As we reported previously, on August 21, 2015, the United States Court of Appeals for the D.C. Circuit in Home Care Association of America v. Weil overturned a lower court decision that struck down the new regulations just before they were scheduled to go into effect on January 1, 2015. Both the Court of Appeals and the Supreme Court denied the associations’ requests to delay the effective date. Thus, the Court of Appeals is expected, on October 13, 2015, to issue its mandate making the new regulations effective. The association plaintiffs intend to file a petition for certiorari to the Supreme Court of the United States, but, in the absence of any court-ordered stay, the new regulations will continue in effect pending the Supreme Court’s consideration of the petition for certiorari.

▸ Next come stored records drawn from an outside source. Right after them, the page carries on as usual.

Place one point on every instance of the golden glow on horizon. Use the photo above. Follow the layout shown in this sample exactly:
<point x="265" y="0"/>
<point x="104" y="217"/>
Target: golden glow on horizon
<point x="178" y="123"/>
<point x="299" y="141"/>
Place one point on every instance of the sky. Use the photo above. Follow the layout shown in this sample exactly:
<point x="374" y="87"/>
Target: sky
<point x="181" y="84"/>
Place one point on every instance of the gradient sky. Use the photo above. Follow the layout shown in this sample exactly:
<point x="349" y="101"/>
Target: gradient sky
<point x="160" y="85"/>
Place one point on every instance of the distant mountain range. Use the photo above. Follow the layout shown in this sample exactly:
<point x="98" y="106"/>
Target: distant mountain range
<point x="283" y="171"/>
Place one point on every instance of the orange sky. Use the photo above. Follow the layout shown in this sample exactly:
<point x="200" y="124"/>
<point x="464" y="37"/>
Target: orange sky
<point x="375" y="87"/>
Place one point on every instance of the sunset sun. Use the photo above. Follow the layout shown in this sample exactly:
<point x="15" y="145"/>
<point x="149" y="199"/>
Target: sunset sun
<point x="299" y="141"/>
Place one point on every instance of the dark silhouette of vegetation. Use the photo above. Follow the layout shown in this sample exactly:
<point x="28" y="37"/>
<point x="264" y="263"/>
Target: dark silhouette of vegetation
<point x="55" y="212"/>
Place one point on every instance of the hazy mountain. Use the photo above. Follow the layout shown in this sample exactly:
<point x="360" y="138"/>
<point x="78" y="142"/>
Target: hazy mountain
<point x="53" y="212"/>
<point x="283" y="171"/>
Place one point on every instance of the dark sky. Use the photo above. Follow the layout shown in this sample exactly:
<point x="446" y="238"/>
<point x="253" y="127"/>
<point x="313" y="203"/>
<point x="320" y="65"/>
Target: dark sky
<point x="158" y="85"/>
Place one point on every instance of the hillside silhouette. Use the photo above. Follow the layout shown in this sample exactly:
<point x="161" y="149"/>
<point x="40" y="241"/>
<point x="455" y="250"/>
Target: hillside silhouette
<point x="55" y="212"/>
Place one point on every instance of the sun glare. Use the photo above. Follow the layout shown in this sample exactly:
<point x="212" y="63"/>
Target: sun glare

On September 9, 2015, the DOL had issued a policy statement confirming that it will not begin enforcement of the new regulations against any employer for violations of FLSA obligations until 30 days after the appeals court issues its mandate. Assuming the Court of Appeals issues the mandate on October 13, 2015, the DOL will hold off on enforcement actions until November 12, 2015. On October 6, 2015, the DOL announced that once the DOL’s hold on enforcement actions expires it will nonetheless “exercise its prosecutorial discretion in determining whether to bring enforcement actions, giving strong consideration to the extent to which states and other entities have made good faith efforts to bring their home care programs into compliance.”
Given the impending effective date, home care companies must implement their plans, if they have not done so already, so that they are in compliance with the new regulations as of October 13, 2015.